First Theme: Naturecultures: Materialist Explorations of the Embodied Mind
As a start we propose a series of key texts that show how we as cultured humans are always already in nature and how nature is necessarily cultured. As opposed to the transcendental and humanist traditions that never stop haunting us, these texts propose materialist perspectives that travel the fluxes of matter and mind, body and soul, nature and culture.
Schedule:
18 September Claire Colebrook: Postmodernism is a Humanism
25 September – Manuel Delanda: The Geology of Morals: a
Neo-Materialist Interpretation
http://www.t0.or.at/delanda/geology.htm
2 October – Rosi Braidotti: Transpositions (Ch. 3 Transplants: Transposing Nature)
9 October – Michel Serres & Bruno Latour: Conversations on Science, Culture and Time (Ch. 3 Demonstration and Interpretation)
16 October – Brian Massumi: Parables for the Virtual (Ch. 8 Strange Horizons: Buildings, Biograms, and the Body Topologic).
23 October - Alfred North Whitehead: Process and Reality (Ch. 2 The Extensive Continuum)
30 October – Shaun Gallagher: How the Body Shapes the Mind (Ch. 1 The Terms of Embodiment and Ch. 10 Before You Know It)
13 November - Sara Ahmed: Queer Phenomenology (Ch. 1 Orientations Toward Objects)
20 November - Karen Barad: Meeting the Universe Halfway (Ch. 2 Diffractions: Differences, Contingencies, and Entanglements That Matter)
27 November - John Mullarkey: Post-Continental Philosophy: an Outline (Ch. laatste h)
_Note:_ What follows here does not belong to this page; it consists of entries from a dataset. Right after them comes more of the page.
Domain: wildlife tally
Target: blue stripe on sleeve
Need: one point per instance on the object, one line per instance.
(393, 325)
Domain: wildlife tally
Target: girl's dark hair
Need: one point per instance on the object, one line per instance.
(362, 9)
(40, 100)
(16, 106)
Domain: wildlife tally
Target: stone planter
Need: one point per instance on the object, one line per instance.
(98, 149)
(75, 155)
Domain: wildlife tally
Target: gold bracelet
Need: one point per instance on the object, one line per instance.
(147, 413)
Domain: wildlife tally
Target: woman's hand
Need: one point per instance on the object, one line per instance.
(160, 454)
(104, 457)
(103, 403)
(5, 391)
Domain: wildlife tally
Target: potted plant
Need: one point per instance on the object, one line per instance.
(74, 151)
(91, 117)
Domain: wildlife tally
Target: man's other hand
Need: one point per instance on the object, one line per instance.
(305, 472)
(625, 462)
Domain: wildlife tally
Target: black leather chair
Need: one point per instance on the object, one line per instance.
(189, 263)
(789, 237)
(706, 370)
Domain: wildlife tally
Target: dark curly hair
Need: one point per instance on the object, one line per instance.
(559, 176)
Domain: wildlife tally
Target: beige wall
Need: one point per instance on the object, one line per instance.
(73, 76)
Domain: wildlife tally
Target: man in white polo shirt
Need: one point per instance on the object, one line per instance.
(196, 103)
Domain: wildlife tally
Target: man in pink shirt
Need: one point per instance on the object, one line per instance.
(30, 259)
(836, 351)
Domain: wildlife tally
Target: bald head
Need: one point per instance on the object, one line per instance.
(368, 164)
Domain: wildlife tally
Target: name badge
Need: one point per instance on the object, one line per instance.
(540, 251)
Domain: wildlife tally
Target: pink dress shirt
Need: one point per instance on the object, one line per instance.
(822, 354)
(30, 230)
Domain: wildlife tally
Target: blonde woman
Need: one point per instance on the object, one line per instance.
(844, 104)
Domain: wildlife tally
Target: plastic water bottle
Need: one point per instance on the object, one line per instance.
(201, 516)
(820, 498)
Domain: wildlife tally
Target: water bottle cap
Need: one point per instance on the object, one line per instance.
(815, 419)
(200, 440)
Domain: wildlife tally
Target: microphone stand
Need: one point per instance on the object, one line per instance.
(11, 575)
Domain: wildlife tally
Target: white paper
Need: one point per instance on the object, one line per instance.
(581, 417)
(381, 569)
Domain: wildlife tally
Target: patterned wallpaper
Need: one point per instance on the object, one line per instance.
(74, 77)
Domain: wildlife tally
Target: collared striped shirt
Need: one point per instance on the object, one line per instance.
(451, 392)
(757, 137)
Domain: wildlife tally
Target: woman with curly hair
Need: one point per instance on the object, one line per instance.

We will compile several readers and place them in a pigeonhole at the KNG 29 (first floor) and the Janskerkhof 13 (ground floor). Please make a copy of the texts and put them back.



3 comments
{16.10.08 om 0:47}
Super dat jullie zo’n seminar organiseren, dat zal CIW veel goeds doen! Nu nog kijken wanneer ik hier tijd voor vrij kan maken… Veel succes ermee in ieder geval!
{19.10.08 om 23:08}
dank je wel an. ik hoop dat er meer studenten op af komen. het is volgens mij belangrijk dat dit soort dingen gebeurt.
{31.10.08 om 8:06}
Jammer dat ik deze serie niet kan bijwonen. Het lijkt me zeker belangrijk dat zulke dingen gebeuren, en super tof dat het nu ook opengegooid wordt voor BA en MA studenten!!! Ik ben erg benieuwd welke thema’s er verder dit studiejaar langskomen.